As far as her own relationships, Dunst has grown. “I’ve never had anyone hit me, but I’ve definitely had the boyfriend you shouldn’t be with. I’m over that phase, and I’m proud of myself that I ended it quickly. Now I’m into good people who are trustworthy.”

She is dating Rilo Kiley drummer Jason Boesel.

After her stay in Utah, Dunst moved from Los Angeles, where she grew up, to New York. “I didn’t want to be available to always go to (business) meetings,” she says.

Since completing All Good Things, Dunst co-wrote and directed a six-minute mystery, Bastard, which screened at the 2010 Tribeca Film Festival. She shot director Lars van Trier’s upcoming science-fiction disaster film Melancholia.

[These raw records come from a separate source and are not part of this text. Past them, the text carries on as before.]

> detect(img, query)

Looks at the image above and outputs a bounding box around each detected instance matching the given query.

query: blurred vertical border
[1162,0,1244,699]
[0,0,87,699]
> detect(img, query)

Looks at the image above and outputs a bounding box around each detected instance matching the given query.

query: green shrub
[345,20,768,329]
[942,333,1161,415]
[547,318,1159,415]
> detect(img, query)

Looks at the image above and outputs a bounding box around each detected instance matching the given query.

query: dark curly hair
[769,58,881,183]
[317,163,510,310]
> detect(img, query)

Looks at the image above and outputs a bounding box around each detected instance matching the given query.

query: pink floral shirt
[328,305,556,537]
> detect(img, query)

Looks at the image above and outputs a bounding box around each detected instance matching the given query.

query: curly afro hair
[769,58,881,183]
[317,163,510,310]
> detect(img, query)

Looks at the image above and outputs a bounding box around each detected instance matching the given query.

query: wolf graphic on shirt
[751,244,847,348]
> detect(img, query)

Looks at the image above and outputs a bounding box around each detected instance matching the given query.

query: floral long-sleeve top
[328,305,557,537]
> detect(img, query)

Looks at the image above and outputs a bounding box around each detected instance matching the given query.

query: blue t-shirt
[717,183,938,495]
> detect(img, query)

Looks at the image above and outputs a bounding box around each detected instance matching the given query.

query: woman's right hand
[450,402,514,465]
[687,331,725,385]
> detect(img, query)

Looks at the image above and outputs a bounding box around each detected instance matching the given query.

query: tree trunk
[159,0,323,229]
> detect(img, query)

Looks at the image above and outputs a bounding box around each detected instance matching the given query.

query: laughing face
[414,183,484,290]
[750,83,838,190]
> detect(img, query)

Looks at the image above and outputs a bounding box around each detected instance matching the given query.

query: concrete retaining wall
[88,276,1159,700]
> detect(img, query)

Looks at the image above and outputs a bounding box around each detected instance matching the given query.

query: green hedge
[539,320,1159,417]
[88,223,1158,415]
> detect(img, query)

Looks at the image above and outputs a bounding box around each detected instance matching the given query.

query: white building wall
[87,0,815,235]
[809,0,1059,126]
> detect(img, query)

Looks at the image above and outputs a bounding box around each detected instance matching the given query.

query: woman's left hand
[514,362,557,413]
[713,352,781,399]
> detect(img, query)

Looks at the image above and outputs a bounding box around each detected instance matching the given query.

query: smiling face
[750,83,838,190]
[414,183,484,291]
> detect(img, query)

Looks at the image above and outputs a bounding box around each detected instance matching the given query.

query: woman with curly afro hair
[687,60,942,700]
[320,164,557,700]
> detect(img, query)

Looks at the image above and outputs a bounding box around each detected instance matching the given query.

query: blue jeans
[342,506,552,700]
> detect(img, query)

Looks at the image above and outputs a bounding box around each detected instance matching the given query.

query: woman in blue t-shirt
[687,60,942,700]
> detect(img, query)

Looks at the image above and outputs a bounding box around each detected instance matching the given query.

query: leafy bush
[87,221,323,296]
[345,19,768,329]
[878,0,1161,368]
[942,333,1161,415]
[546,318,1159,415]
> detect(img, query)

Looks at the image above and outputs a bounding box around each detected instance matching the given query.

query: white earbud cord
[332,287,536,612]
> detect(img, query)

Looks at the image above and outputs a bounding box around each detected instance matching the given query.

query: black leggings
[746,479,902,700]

She also completed Upside Down, which she describes as a “Romeo and Juliet love story with a happy ending.” Jim Sturgess co-stars.

Dunst is about to start work on a film version of Jack Kerouac’s novel On the Road, co-starring Sam Riley, Garrett Hedlund and Kristen Stewart. “It’s a guy’s story,” she admits, “but the women had wild times, too. Their roles are smaller, but it’s an epic and a good thing to be part of.”

Down the line, Dunst may play Debbie Harry in a film about Blondie’s iconic vocalist. “Debbie wanted to put if off for awhile,” Dunst says, “but in a year or two, she might want to do it again. I’d love to play her.”

After all, she can relate. “Music is a passion of mine. If I weren’t acting, maybe I’d have sung in a band or played an instrument.”